Avant la pose miam-miam, nos aventuriers furent invités à la mairie de Reims, et accueillis par l'adjoint au maire, heureux de participer au devoir de mémoire. Il leur parla du devenir de Reims dans la nouvelle Région Grand Est. Généreusement, la mairie offrit du gâteau et les biscuits roses, la spécialité de la ville, tout ça fut englouti rapidement.

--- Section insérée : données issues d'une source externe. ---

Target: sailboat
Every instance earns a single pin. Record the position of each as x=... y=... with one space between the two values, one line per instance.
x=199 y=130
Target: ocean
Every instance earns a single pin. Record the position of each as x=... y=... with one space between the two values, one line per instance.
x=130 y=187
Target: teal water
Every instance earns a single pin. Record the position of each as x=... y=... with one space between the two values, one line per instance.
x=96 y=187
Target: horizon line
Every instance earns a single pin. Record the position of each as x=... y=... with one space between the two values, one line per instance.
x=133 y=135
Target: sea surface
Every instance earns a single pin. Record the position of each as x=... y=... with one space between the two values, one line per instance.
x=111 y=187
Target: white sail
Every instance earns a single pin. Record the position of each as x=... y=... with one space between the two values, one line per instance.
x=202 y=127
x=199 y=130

Après la pause déjeuner, les jeunes franco-italiens furent guidés au travers de la majestueuse, impressionnante, gigantesque cathédrale, par un membre du Comité de jumelage Reims-Florence.

reims-7A la sortie de ce chef-d’œuvre architectural, ils participèrent à une grande aventure dans la ville : une course d’orientation. Ainsi ils firent face aux plus grandes épreuves, aux plus grands bâtiments, qu'ils avaient pour mission laborieuse de capturer dans leur téléphone à l'aide de selfies rigolos. Malgré les tricheries, les trahisons et le danger, ils rentrèrent tous ensemble et amis, après avoir pris un verre de l’amitié (non alcoolisé) dans un petit bistrot bien sympatique.

Une fois rentré au camp, les activités de la soirée reprirent, tels des matchs ardus de foot, et des parties endiablées de loup-garou, soldés par des éclats de voix et des affrontements sans pitié.

            Le dernier jour, ils participèrent à des adieux poignants, pleins de larmes, et en guise de cadeau de au revoir, les Italiens offrirent aux Français LE ballon de foot, avec lequel ils avaient joué toute la semaine, et un drapeau de l'Italie. Les Français visitèrent seuls le musée des Beaux-Arts de Reims, pour noyer leur chagrins. Ils repartirent chez eux, et dès qu'ils retrouvèrent leur internet chéri, ils contactèrent les Italiens, pour continuer cette amitié si belle qu’ils avaient construit en quelques jours.      

            Voici donc la belle histoire que vécurent les lycéens de Béziers et ceux de Florence. Cette expérience fut très enrichissante, pleine d'aventures épiques et de rencontres extraordinaires. On gardera en mémoire les souterrains de la butte de Vauquois, la quantité astronomique de croix blanches à l'ossuaire, réalisant l’importance de ce devoir de mémoire.